The GOP plan also would change Medicaid from a program with defined benefits into a block-grant program with fixed federal spending. This change, along with the repeal of the health reform law's Medicaid expansion, would reduce federal Medicaid spending by $1.4 trillion over a decade, according to a May 10 analysis by the Kaiser Commission on Medicaid and the Uninsured. The plan would reduce federal Medicaid spending by 34% beginning in 2012 and by 44% in 2021, which would increase pressure to reduce or control physician and hospital Medicaid pay, the report concluded.

Republicans could face another backlash at the polls for embracing Ryan's Medicaid reform proposal. Sixty percent of Americans oppose turning Medicaid into a block-grant program, while 35% of respondents support such a change, according to the May Kaiser Health Tracking Poll. Citing arguments to poll respondents about the need to reduce the federal deficit or for maintaining the health care safety net did not sway opinions greatly on either side.

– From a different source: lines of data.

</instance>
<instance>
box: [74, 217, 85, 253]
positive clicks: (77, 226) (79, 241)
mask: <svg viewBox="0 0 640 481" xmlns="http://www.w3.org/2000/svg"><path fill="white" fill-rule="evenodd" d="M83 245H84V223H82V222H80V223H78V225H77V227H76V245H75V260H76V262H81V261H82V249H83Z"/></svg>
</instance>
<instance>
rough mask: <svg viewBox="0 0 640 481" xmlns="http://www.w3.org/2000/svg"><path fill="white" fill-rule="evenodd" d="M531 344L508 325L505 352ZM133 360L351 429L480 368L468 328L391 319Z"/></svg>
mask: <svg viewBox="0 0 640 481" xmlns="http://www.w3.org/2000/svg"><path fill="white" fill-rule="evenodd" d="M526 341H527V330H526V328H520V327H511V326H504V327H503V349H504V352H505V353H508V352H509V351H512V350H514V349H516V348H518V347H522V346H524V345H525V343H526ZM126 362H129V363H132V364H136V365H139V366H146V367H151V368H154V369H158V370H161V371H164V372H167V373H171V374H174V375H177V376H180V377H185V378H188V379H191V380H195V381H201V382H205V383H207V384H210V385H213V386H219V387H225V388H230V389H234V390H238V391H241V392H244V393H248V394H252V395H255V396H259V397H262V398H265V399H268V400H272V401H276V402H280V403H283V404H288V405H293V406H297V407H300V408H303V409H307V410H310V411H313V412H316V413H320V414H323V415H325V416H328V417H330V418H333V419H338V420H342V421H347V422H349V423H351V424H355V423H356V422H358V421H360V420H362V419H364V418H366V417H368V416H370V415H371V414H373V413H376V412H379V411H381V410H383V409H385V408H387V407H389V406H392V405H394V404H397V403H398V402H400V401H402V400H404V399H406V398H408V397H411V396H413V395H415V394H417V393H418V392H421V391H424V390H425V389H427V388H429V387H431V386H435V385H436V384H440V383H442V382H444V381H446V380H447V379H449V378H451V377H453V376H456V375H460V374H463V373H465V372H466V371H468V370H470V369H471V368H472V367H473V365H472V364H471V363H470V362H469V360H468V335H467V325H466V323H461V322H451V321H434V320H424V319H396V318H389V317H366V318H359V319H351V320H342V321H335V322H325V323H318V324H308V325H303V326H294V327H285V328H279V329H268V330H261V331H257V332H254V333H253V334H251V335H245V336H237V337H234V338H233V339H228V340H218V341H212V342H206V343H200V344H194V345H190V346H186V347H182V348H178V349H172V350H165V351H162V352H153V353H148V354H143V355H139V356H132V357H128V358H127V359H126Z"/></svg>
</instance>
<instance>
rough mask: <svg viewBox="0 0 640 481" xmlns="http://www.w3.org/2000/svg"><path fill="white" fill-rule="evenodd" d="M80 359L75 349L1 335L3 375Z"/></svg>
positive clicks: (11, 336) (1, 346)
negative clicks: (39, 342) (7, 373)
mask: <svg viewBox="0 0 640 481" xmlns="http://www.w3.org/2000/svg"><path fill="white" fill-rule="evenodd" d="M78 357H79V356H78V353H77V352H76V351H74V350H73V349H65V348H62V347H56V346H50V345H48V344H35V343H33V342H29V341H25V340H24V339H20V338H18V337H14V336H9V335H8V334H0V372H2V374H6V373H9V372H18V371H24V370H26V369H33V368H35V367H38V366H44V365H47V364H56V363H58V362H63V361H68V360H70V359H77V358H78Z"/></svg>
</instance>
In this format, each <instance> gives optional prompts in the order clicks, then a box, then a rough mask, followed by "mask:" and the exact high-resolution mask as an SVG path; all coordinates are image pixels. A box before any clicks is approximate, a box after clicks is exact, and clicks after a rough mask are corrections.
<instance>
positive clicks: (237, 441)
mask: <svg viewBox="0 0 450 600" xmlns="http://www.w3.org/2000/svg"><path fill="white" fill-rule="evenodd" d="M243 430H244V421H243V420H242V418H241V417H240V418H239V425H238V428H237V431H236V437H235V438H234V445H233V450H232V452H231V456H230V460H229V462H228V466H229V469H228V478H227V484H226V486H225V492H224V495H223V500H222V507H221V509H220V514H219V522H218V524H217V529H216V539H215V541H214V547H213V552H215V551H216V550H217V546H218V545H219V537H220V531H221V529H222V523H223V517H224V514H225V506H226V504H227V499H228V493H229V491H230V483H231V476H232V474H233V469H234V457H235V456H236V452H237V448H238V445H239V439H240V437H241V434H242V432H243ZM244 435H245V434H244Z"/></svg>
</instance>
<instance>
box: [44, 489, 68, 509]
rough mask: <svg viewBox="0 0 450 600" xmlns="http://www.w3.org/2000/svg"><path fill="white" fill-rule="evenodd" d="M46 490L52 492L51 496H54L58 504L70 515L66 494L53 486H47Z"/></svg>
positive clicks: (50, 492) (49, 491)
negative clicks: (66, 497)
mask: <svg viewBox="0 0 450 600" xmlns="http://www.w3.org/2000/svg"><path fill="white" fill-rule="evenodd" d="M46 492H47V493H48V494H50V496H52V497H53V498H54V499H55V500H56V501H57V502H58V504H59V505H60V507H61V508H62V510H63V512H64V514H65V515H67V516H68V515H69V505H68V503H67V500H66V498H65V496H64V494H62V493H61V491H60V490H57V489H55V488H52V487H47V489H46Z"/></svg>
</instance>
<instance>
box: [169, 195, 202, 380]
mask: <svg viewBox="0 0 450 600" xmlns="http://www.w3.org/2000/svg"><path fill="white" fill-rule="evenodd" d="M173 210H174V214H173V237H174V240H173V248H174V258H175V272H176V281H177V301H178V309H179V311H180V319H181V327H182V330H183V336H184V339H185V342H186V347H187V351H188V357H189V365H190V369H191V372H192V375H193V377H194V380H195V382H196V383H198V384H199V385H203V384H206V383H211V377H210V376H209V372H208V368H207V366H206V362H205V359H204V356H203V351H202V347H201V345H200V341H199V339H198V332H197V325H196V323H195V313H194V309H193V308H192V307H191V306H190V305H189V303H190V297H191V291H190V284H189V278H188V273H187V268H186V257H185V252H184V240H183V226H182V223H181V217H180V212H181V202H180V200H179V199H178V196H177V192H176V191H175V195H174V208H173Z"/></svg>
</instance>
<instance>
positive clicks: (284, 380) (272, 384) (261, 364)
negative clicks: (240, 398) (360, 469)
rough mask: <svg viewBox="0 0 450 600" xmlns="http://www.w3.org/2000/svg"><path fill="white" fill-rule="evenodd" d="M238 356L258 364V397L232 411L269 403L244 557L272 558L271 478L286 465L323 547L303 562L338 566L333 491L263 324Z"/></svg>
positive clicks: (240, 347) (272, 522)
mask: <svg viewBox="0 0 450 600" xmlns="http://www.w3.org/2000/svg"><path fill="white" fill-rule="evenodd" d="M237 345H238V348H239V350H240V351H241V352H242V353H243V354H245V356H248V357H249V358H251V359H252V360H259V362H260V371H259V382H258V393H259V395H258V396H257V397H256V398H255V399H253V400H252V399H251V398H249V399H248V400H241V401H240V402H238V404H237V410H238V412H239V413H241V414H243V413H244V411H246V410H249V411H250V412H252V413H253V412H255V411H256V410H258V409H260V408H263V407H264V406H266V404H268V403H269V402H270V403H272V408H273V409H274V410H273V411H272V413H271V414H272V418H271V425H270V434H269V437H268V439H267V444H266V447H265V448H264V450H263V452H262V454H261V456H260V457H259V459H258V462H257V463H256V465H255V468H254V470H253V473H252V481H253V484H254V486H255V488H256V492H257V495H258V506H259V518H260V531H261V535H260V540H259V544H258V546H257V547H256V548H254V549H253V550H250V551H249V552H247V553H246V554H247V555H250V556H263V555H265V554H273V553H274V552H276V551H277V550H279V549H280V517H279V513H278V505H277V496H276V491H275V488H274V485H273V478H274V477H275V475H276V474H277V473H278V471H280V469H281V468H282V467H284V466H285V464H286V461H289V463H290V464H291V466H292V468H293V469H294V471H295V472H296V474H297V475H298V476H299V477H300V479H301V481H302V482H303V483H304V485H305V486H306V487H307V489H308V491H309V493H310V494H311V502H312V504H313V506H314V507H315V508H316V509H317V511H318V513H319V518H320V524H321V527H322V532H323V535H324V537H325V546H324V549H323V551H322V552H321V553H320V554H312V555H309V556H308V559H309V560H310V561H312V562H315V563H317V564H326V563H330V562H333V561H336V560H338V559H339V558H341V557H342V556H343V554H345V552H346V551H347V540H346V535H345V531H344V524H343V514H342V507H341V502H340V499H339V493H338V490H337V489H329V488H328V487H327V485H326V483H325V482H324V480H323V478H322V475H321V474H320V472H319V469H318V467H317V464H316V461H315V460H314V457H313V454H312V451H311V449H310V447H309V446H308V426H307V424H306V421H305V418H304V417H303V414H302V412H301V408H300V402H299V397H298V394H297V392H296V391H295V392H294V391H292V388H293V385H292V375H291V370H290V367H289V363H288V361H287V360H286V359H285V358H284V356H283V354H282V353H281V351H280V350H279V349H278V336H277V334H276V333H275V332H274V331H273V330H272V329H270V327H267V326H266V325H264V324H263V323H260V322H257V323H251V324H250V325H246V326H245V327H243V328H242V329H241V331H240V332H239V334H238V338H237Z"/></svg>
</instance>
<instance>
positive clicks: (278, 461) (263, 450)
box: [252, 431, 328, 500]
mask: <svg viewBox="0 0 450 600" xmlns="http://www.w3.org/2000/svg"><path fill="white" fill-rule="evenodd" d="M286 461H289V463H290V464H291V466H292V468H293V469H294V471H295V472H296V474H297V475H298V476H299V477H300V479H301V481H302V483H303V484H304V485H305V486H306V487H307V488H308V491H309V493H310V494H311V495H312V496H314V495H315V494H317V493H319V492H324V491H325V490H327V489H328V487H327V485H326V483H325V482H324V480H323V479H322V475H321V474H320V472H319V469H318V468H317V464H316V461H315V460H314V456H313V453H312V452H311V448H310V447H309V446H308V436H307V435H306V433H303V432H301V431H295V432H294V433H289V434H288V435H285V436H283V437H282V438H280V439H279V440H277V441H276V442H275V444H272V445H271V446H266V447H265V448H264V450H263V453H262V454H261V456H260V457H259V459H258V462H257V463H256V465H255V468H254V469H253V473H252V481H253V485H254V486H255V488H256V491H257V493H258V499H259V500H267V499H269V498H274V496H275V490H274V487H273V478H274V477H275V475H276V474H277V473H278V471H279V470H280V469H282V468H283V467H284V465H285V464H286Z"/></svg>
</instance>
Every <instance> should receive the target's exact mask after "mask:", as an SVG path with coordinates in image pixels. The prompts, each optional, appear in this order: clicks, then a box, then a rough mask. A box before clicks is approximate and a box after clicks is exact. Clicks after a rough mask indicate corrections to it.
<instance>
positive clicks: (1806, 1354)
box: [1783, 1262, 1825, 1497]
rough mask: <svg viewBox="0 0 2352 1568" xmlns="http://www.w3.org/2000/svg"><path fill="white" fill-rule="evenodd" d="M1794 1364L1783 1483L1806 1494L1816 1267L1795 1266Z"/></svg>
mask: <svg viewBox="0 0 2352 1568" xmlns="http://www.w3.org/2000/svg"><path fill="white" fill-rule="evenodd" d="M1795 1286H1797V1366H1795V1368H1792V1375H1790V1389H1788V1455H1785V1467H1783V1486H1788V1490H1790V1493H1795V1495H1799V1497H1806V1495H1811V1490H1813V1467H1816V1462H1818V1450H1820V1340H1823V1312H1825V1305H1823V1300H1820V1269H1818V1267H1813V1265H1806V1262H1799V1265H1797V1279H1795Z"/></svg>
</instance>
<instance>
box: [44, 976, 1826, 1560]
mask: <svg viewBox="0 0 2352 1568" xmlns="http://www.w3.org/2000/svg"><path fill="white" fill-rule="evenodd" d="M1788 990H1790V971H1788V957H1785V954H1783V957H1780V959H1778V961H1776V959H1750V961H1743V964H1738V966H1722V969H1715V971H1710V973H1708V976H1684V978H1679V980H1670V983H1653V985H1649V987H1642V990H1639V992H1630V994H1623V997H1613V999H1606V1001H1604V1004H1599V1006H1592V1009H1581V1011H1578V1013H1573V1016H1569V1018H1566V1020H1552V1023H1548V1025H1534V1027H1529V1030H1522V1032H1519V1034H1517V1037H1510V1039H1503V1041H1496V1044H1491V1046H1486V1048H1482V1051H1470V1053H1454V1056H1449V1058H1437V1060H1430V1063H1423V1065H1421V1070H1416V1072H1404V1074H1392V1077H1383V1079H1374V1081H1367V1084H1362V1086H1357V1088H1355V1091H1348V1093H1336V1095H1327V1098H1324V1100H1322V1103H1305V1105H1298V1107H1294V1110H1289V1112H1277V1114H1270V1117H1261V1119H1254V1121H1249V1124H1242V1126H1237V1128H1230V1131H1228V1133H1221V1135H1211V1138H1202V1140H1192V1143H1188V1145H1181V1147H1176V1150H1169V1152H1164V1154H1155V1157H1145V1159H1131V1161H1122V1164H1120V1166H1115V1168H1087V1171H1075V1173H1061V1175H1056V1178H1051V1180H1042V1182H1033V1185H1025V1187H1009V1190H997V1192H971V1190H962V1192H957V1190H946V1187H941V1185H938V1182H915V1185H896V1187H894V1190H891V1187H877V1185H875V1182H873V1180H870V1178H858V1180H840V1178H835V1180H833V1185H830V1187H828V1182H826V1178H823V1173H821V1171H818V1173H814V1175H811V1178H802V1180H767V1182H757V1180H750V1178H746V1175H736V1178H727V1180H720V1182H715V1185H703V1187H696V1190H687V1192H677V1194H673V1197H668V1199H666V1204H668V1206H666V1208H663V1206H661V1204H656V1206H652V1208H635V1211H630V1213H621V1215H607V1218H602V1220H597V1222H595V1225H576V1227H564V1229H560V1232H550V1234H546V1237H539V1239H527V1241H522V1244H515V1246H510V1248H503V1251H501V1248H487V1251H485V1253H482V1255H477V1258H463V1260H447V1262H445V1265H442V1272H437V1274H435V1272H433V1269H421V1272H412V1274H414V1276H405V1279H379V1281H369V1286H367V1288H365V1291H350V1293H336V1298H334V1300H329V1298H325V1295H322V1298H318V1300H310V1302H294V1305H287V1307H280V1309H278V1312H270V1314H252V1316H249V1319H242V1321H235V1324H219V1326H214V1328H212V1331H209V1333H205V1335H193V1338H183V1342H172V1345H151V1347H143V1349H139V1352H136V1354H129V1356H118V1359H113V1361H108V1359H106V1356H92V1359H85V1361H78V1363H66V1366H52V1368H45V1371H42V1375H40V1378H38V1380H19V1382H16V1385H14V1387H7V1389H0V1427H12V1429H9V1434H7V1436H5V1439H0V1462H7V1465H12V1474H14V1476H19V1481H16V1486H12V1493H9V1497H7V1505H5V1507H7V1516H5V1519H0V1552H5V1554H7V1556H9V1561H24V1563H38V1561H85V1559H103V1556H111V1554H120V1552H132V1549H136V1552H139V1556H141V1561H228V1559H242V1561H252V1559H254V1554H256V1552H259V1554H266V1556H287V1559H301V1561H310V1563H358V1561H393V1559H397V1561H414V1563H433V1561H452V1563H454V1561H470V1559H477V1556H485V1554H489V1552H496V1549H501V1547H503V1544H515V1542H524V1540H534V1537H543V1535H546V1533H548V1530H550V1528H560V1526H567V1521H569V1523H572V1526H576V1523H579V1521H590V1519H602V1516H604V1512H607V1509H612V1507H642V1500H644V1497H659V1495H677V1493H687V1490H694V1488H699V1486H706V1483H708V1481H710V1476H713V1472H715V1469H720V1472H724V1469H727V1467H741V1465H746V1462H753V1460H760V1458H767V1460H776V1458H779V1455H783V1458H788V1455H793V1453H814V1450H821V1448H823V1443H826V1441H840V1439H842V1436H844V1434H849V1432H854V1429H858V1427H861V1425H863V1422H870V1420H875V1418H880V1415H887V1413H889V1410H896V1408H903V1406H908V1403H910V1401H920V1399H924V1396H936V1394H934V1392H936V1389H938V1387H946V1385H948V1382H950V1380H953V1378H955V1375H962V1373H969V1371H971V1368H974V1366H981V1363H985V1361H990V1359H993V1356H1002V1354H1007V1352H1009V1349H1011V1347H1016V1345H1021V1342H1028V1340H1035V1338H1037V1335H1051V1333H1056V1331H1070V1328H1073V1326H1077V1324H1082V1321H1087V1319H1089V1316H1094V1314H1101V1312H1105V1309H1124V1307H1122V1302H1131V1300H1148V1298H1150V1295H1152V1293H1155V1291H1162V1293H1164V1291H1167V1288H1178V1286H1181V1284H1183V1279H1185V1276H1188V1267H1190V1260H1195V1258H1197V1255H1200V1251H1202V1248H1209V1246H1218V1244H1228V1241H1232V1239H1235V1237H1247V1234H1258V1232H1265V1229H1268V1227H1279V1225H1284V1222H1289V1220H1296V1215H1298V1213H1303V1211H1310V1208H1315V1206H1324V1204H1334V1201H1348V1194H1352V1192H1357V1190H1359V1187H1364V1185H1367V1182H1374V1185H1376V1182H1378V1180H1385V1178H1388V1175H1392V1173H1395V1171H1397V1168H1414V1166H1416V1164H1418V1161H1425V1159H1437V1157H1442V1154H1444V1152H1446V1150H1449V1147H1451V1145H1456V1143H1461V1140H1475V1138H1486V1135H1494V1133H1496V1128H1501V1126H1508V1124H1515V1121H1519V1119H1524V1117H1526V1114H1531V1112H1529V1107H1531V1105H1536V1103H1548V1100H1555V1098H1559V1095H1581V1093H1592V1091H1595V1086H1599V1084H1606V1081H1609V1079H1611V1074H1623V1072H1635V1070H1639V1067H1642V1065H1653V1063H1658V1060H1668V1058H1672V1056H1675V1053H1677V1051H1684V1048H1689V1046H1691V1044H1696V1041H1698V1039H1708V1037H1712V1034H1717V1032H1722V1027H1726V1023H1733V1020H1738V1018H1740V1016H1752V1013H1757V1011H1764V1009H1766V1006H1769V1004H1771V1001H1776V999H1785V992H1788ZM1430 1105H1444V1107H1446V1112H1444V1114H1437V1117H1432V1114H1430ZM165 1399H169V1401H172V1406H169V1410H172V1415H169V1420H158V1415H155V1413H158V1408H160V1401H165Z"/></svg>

One main focus of the congressional debate on federal deficits and entitlements has been on how Medicaid should be changed or cut, said Kaiser Family Foundation President and CEO Drew Altman, PhD. "The big surprise in this month's tracking poll is that one group who does not want to cut Medicaid is the American people."

The poll also found that 19% of the respondents had been enrolled in Medicaid. Of those people, 89% had a very positive or somewhat positive opinion of it. However, 32% of the same group said they had problems finding a physician who accepted Medicaid patients.

More than 1,200 adults responded to the Kaiser poll, conducted May 12-17. It is available online (link).